Seizure disorders are present in approximately 20 percent of patients with congenital encephalocele [20]. Rates may vary if patients with occult lesions are included; such patients may present with seizures, and small occult encephaloceles are discovered as a secondary finding [30]. In a literature review of 18 cases of encephaloceles with seizure, 6 (33 percent) were extra-temporal and 12 (67 percent) were temporal [31]. For the purpose of seizure control, all extra-temporal encephaloceles were managed with resection of the encephalocele. Among patients with temporal lobe encephaloceles, eight (67 percent) were treated with encephalocele resection and extended lobectomy, and four (33 percent) were treated only with resection of the encephalocele. The prognosis after surgery was generally good, and 17 patients were seizure-free postoperatively. A subsequent retrospective study found that temporal encephaloceles were present on MRI in approximately 10 percent of patients with temporal lobe epilepsy; smaller temporal encephaloceles (diameter <6.25 mm) were more likely to be asymptomatic [32].

SOCIETY GUIDELINE LINKS — Links to society and government-sponsored guidelines from selected countries and regions around the world are provided separately. (See "Society guideline links: Congenital malformations of the central nervous system".)

SUMMARY AND RECOMMENDATIONS

●An encephalocele is a type of malformation in which there are calvarial and dural defects with extracranial herniation of leptomeninges and sometimes brain and cerebrospinal fluid (CSF). In populations where prenatal ultrasonography is routinely performed, approximately 80 percent of encephaloceles are detected prenatally. (See 'Embryology' above and 'Prenatal diagnosis' above.)

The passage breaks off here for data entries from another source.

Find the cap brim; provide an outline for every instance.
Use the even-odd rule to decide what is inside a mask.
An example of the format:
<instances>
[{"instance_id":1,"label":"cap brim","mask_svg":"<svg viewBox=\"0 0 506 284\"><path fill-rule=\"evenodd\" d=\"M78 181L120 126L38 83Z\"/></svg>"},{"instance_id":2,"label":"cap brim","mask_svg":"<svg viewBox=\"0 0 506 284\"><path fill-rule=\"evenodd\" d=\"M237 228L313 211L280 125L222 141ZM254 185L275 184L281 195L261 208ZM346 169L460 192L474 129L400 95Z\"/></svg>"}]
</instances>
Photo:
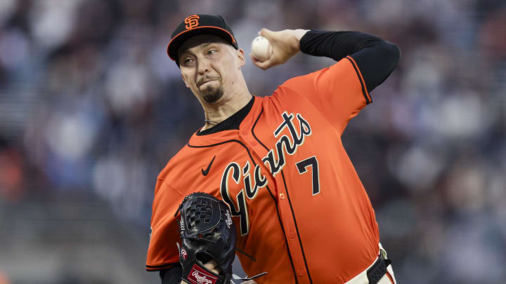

●Isolated encephaloceles (ie, those that are not associated with other congenital anomalies) generally are not familial. Those with associated anomalies may be part of specific genetic syndromes such as Meckel-Gruber syndrome, in which case the recurrence risk may be substantial. (See 'Inheritance' above and 'Associated anomalies' above.)

●Primary encephaloceles are divided into sincipital, basal, and occipital types; the management and the prognosis vary among these types. (See 'Classification' above.)

●Sincipital encephaloceles range from occult lesions that are not noticeable to those with marked craniofacial deformities (hypertelorism, telecanthus, orbital dystopia, or unilateral micro/anophthalmos). Unless there is CSF leakage, sincipital encephaloceles can be treated electively, ideally early in infancy. (See 'Sincipital encephaloceles' above.)

●Basal encephaloceles may be trans-sphenoidal, spheno-ethmoidal, trans-ethmoidal, and spheno-orbital (image 2 and image 1) and may or may not be apparent on external inspection. They may present as a nasal or epipharyngeal mass, difficulty breathing, recurrent upper tract infections, nasal discharges, recurrent meningitis, or CSF leaks. They require prompt surgical repair because of high prevalence of meningitis. (See 'Basal encephaloceles' above.)

●Occipital and parietal encephaloceles usually are obvious at the time of birth (picture 1 and picture 2 and image 3). Many are diagnosed prenatally by ultrasonography. Those of relatively large size may be associated with cranial nerve deficits, poor sucking and feeding, spasticity, blindness, seizures, or developmental delay. Surgical management of patients with occipital and parietal encephaloceles depends upon the type of neural tissue that is protruding beyond the skull. (See 'Occipital encephaloceles' above and 'Parietal encephalocele' above.)